EV owners can obtain federal tax credits of up to $7,500 for new electric vehicles, provided certain criteria are fulfilled, like the vehicle having undergone final assembly in North America. Questions have been raised about whether these credits would continue under the Trump administration.
During his campaign, President-elect Donald Trump said he would “end the electric vehicle mandate on day one” of his second term. Last month, California Gov. Gavin Newsom responded that he was looking into potentially creating EV rebates at the state level if the incoming president were to scrap federal EV credits.
Karoline Leavitt, a spokeswoman for Trump’s transition team, clarified that the president-elect “will support the auto industry, allowing space for both gas-powered cars and electric vehicles.”
The removal of federal EV credit will negatively affect sales of these vehicles, according to an October study.
“In December 2023, Germany removed a $4,900 EV subsidy. Annualized EV sales in the first 10 months of 2024 in Germany fell by 26.6 percent,” the study stated. If these credits are repealed, it “would decrease US EV registrations by 27 percent,” the researchers estimated.
New EV demand could also be negatively affected by declining used EV prices which are falling at a much faster pace than their gas counterparts.
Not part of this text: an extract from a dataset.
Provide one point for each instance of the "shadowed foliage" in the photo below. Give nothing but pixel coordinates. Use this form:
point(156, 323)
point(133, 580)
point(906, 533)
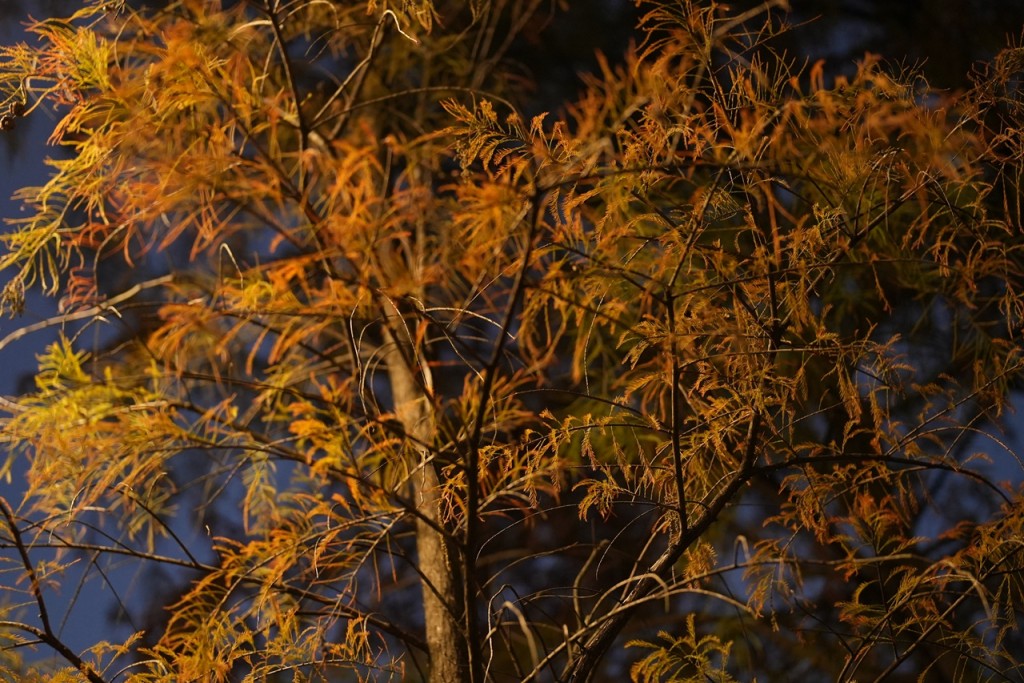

Prospective owners are hesitant to buy electric vehicles if they can only sell them later at heavily discounted rates.
“Used [EV] prices have fallen four times faster than hybrids and six times faster than gasoline models, losing 24.7 percent of their value [between August 2023 and August 2024],” according to a September report by iSeeCars. “This compares to a 6 percent drop in used hybrid prices and 4.4 percent drop in used gasoline prices.”